For some areas MI, WI, or IN can be really close.
Lafayette Kennel Club has one in Lebanon, IN, mid-Sept. That's 2-3 hours away, depending on where you are.
I think Trail Creek Dog Training Club (UKC) might have a show in Sept. They're just a hop across the border in IN. They put on a nice show.


----------



## Megora (Jun 7, 2010)

There's a golden specialty in the Port Huron, MI area mid-September..... of course that's like 5 hours away.....


----------



## Alaska7133 (May 26, 2011)

Thank you for your help.
I'm headed to the NW suburbs, so that's why I was thinking Michigan and Indiana might be a bit too far.
I've heard your shows are really big!
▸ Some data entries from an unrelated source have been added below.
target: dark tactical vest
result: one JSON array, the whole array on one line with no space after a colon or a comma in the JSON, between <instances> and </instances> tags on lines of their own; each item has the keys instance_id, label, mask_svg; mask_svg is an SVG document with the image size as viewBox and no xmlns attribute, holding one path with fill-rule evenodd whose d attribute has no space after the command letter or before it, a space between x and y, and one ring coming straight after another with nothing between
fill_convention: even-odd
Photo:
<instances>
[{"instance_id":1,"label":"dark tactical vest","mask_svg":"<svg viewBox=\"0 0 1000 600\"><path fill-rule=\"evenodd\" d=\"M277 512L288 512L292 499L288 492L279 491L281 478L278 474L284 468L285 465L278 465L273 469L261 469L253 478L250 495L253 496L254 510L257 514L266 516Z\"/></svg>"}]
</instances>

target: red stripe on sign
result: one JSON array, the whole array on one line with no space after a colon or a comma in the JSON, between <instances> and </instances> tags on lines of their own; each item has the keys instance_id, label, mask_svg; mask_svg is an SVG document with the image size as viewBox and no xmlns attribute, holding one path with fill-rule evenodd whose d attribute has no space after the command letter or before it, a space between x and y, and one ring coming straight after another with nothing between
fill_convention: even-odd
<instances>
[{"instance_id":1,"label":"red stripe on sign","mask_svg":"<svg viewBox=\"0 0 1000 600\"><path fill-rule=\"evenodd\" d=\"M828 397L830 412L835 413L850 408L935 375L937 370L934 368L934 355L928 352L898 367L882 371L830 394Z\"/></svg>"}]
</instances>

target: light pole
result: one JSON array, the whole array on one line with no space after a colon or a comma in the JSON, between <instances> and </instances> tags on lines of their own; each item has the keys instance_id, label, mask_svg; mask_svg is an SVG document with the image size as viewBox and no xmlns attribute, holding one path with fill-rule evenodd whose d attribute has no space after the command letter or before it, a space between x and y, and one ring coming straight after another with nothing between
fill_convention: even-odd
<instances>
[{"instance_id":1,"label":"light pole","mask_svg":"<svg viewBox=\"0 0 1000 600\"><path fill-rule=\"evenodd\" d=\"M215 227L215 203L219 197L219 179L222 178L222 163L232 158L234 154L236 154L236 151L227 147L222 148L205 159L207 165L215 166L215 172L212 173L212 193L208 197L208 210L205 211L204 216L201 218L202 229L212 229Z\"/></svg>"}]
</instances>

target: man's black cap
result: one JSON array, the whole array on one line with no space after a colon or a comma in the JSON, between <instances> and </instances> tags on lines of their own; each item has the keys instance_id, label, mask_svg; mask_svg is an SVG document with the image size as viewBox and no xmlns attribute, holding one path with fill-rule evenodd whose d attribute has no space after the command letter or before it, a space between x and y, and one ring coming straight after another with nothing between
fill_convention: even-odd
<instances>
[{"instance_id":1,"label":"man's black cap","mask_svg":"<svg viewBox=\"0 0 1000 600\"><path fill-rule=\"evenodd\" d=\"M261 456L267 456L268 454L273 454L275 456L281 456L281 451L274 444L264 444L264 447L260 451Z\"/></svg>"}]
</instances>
We have such tiny small town type shows where everyone knows everyone and 12 goldens is a lot in a show. This weekend we only have 15 dogs. And we're excited there are that many!
We don't have UKC up here and everyone on GRF talks fondly of showing in that venue. I thought it would be good to show my puppy myself again.
I'll look at those places and see what they have listed.


----------



## hotel4dogs (Sep 29, 2008)

Even from the NW suburbs, Trail Creek might be worth doing .
Depending on when/where you're here, I know a pretty good place to take them swimming


----------



## Alaska7133 (May 26, 2011)

I'll have to look into it!
My girl has never had a pheasant or quail or any other Midwestern bird. She's only swam in ice cold glacier water or the ice cold ocean. I wonder what she would think with warm water to swim in?
I'm committed to being with my Mom September 13-16. I have time before and after that to show Lucy, I just need to change my plane ticket.
Who knows by then I might not be interested in conformation at all, and want to do more hunt/field stuff with her. So are there any of those events around during that time?


----------



## hotel4dogs (Sep 29, 2008)

I don't see any hunt events close by around that time....


----------